Die Taubendichterin

0
347

Heute würde die jüdische Lyrikerin Rivka Basman Ben-Haim 100 Jahre alt werden.

Von Ramona Ambs

Geboren wurde Rivkele am 20. Februar 1925 in Ukmergė, Litauen, wo sie aufwuchs, bis sie gemeinsam mit ihrer Familie ins Ghetto nach Wilna deportiert wurde. Dort schrieb sie erste Gedichte und befreundete sich mit Abraham Sutzkever, der ihr ein lebenslanger Freund wurde. 1943 wurde sie ins KZ Riga-Kaiserwald deportiert, wo sie weitere Gedichte verfasste, die sie schließlich in ihrem Mund, unter der Zunge aus dem KZ schmuggeln konnte. Vater und Bruder kamen während der Shoa ums Leben.

Nach der Befreiung lebte sie zunächst in Belgrad, wo sie Juden bei der Flucht nach Palästina half. Diese Aktion war illegal und die Aktivisten der sogenannten Belgrad-Bricha, darunter ihr Mann, der Maler Schmuel Ben-Haim, wurden von Interpol gesucht. Deshalb nahm Schmuel Ben-Haim dann ihren Nachnamen Basman an (und sie den seinen nach seinem Tode).

1947 kamen auch Rivka und Schmuel nach Israel und lebten im Kibbuz Ha-Ma’apil. Rivka wurde Mitglied der Jiddischen Poetenvereinigung „Yiddisch Young Israel“, publizierte weiterhin vor allem auf jiddish und ihr Mann Schmuel gestaltete viele ihre Bücher. Später lebten sie eine Weile in Amerika und Russland, wo sie sich weiter um die Vernetzung der jiddischen Dichter bemühte. In Israel war sie recht bekannt, bekam auch viele Preise. Außerhalb des Landes kennt jedoch kaum jemand ihren Namen.

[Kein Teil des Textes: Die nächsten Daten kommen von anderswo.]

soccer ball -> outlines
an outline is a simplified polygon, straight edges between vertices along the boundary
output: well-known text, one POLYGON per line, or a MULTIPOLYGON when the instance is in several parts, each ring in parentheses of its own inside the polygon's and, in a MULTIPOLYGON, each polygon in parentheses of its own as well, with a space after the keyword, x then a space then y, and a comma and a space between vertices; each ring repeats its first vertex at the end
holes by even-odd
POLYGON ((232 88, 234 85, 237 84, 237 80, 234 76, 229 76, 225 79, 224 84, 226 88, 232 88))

Ihre frühen Gedichte beinhalten vor allem scheinbar Alltägliches. Viel Natur, mit Vorliebe auch Tauben, einige biblische Gestalten und die Elemente werden poetisch gereimt. Die Erfahrungen des KZs und der Verfolgung vermag sie erst nach und nach lyrisch umzusetzen. Von ihr stammt der Satz: „„Auch Gott trug einen gelben Stern – wie konnte er dann seine Kinder retten?“

Drei Jahre von ihrem Tod, widmete die damals 95-jährige Rivka Basman Ben-Haim ihren Erfahrungen im Holocaust endlich ein ganzes Buch, A Bliyung In Ash (Eine Blüte in Asche). Das Buch hatte sie ihrem im Holocaust ermordeten Bruder gewidmet. Immer wieder beklagte sie, dass diejenigen, die überlebt haben, eigentlich gar nicht wirklich überlebt haben: „Was war, ist nicht vergangen, es ist immer noch bei uns“.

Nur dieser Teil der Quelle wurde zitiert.